Extreme events can be identified by comparing water year data with historical data. This can provide clear examples of forcing mechanisms or examples where other factors must have an effect. Explanation of why an extreme event occurred and how it affects the estuary is sometimes trivial and sometimes difficult or impossible.

For example, July water temperatures were at historic highs in 2006 in San Pablo Bay and 2007 in Central Bay (Fig. 3, Yang 2007). In water year 2006, chlorophyll concentrations in the South Bay were at historic highs for the months of February and April (Fig. 9, Cheng 2007).

Scientific Skills

Regardless of discipline, graduate students must develop a basic set of scientific skills to succeed as scientists. Preparing descriptions of online data exposes students to critical reading of the literature, evaluating data sources and quality, writing and data presentation, and conducting peer review.

Each student is required to obtain and present a paper on their specific topic to the class and lead a class discussion. This seminar portion of the class exposes the students to the current literature and more technical details than I present in lecture. While a common component of graduate classes, this also reinforces the writing and peer review skills. We discuss strengths and weaknesses of the writing and graphics and whether the information presented supports conclusions.

Students gather data from several online data sources which are used by scientists studying San Francisco Bay, its watershed, and the adjacent coastal ocean (Table 1). Some of these data have not been reviewed and some of the data contain apparent errors. So students must evaluate whether the data they have gathered are reliable. The data sources in Table 1 do not contain educationally relevant metadata, which is information about the data specifically for educators (Ledley et al. 2008).

One of the challenges for estuarine scientists and for students is how to present a large data set to an audience while satisfying the conflicting goals of brevity, completeness, accuracy, and understandability. Students must distill a large quantity of data, compute appropriate statistics, make only one or two graphics or tables, and write only two or three paragraphs. Information presented must support any conclusions. The material must be appropriate for the intended audience. Appropriate graphics are essential. The style of graphics will vary depending on the particular data set and what the author is trying to present to their audience. Examples are shown in Figs. 3, 4, 5, 6, 7, 8, and 9.

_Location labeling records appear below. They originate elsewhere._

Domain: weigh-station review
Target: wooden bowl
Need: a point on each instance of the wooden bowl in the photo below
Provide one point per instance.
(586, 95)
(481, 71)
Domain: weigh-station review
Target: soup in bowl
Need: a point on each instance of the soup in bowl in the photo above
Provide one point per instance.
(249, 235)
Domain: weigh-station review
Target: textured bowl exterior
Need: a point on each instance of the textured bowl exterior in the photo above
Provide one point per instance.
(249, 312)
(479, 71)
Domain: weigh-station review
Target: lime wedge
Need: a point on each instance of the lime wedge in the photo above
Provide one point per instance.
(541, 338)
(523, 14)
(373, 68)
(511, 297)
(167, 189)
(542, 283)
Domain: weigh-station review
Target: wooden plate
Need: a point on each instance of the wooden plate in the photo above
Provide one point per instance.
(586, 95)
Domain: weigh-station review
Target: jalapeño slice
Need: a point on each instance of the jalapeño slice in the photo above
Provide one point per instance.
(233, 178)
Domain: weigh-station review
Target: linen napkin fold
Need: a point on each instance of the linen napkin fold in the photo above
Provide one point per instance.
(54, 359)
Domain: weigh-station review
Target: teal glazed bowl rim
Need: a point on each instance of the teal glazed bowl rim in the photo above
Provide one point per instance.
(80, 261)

Peer review is an essential component of science. Constructive yet critical peer review greatly improves science while destructive or lackadaisical peer review either prevents publication of work that should be published or allows publication of work that could be improved or should not be published. This class often exposes graduate students to the peer review process for the first time. Two students review each draft article. As the instructor and editor of the series of articles, I review each draft article and usually offer one or two general comments. The student reviews are graded based on the constructiveness, accuracy, and appropriateness of the comments. Providing unwarranted negative comments or making personal attacks result in a low grade. The author responds to the review comments and produces a final draft. The author is graded on the quality of the responses to the reviewers and the quality of the final version.

Conclusion

The transfigurative development of automated online data sources from estuaries, coastal oceans, and their watersheds provides a tremendous opportunity for educators. In this article, I have presented one approach tailored for San Francisco Bay and its watershed. Different hydrology, data sources, and publication opportunities would necessitate changes if this template were applied elsewhere. Several multidisciplinary hydrologic characteristics are exemplified by typical online data: spatial variability, temporal variability, forcing mechanisms, historical context, and extreme events. The process of writing descriptions of the online data also exposes students to critical reading of the literature, evaluating data sources and quality, writing and data presentation, and conducting peer review.